ACLU sues federal government over surveillance from facial recognition technology
(CNN) -- The America Civil Liberties Union is suing multiple government agencies to release records on how facial recognition technology is being used, according to a lawsuit filed Thursday.
The suit was filed in US District Court in Massachusetts against the US Department of Justice, the FBI and the Drug Enforcement Administration.
The complaint says the suit was filed because of growing concern about the government's use of biometric identification and tracking technologies -- tools that enable "undetectable, persistent and suspicionless surveillance on an unprecedented level."
The lawsuit says that government surveillance resulting from face recognition technology could "threaten core constitutional values" of Americans.
The FBI and the DOJ declined to comment. CNN has reached out to the DEA.
In January 2019, the ACLU filed a Freedom of Information request to gain access to public records on how the technology was being used and to what extent the federal government allegedly tracks people's movements and associations, according to the complaint.
The three governmental entities named in the lawsuit failed to comply and did not provide any of the requested information.
The plaintiffs -- the ACLU and the ACLU of Massachusetts -- now seek to have them produce the requested records to find out how the government uses the information, the ACLU said in a statement Thursday.
"Technology has outpaced our civil rights law," Kade Crockford, director of the Technology for Liberty Program at the ACLU of Massachusetts told CNN.

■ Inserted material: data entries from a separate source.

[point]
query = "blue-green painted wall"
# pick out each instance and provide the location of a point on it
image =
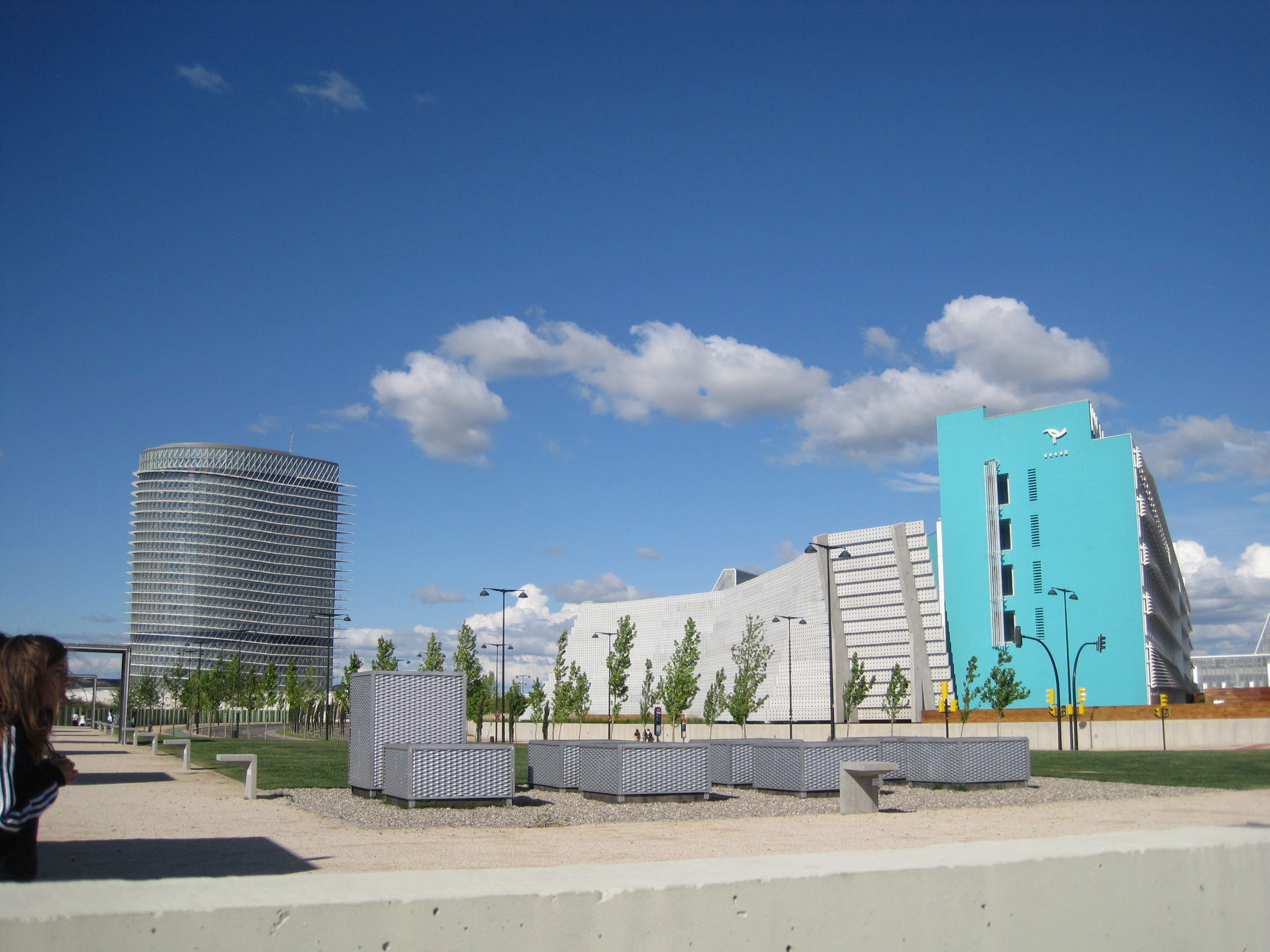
(1087, 512)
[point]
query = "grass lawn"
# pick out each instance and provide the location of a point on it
(1229, 769)
(297, 763)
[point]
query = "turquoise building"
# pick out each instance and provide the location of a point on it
(1039, 502)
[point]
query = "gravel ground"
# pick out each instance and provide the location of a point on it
(540, 808)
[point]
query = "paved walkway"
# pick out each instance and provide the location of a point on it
(139, 817)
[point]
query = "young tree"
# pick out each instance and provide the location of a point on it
(385, 655)
(751, 656)
(433, 658)
(969, 694)
(679, 684)
(620, 665)
(717, 700)
(1002, 687)
(648, 693)
(856, 689)
(897, 694)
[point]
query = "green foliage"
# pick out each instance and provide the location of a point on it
(751, 655)
(433, 658)
(648, 693)
(897, 694)
(679, 684)
(856, 688)
(717, 700)
(385, 655)
(1002, 687)
(620, 663)
(969, 696)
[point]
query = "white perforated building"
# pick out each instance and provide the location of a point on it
(884, 606)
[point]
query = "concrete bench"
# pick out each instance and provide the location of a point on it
(184, 750)
(250, 761)
(859, 785)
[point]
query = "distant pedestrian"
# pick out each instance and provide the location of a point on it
(34, 682)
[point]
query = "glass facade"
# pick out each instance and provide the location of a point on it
(235, 553)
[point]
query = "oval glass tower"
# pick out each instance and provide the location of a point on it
(235, 553)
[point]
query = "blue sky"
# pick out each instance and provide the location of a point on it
(234, 222)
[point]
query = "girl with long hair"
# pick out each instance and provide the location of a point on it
(34, 680)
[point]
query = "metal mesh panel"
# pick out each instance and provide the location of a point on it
(402, 707)
(450, 771)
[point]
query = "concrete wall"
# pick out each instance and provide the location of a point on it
(1107, 735)
(1160, 890)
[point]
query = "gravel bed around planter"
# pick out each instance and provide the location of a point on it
(540, 808)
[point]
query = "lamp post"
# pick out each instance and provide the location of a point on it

"Face surveillance technology poses unique risks to people's privacy, safety, and civil liberties. As state lawmakers consider a statewide moratorium on the government's use of this technology, and Congress considers its own legislation, the public urgently needs to know how the federal government is using face surveillance and other remote biometric monitoring systems in Massachusetts and across the nation," Crockford said.
This kind of technology helps decipher seemingly private information such as "who a person associates with, where they go and when, what their habits and likes and dislikes are and what their mood and health status is," according to the equalAIs project at the Massachusetts Institute of Technology. The group is not involved in the lawsuit.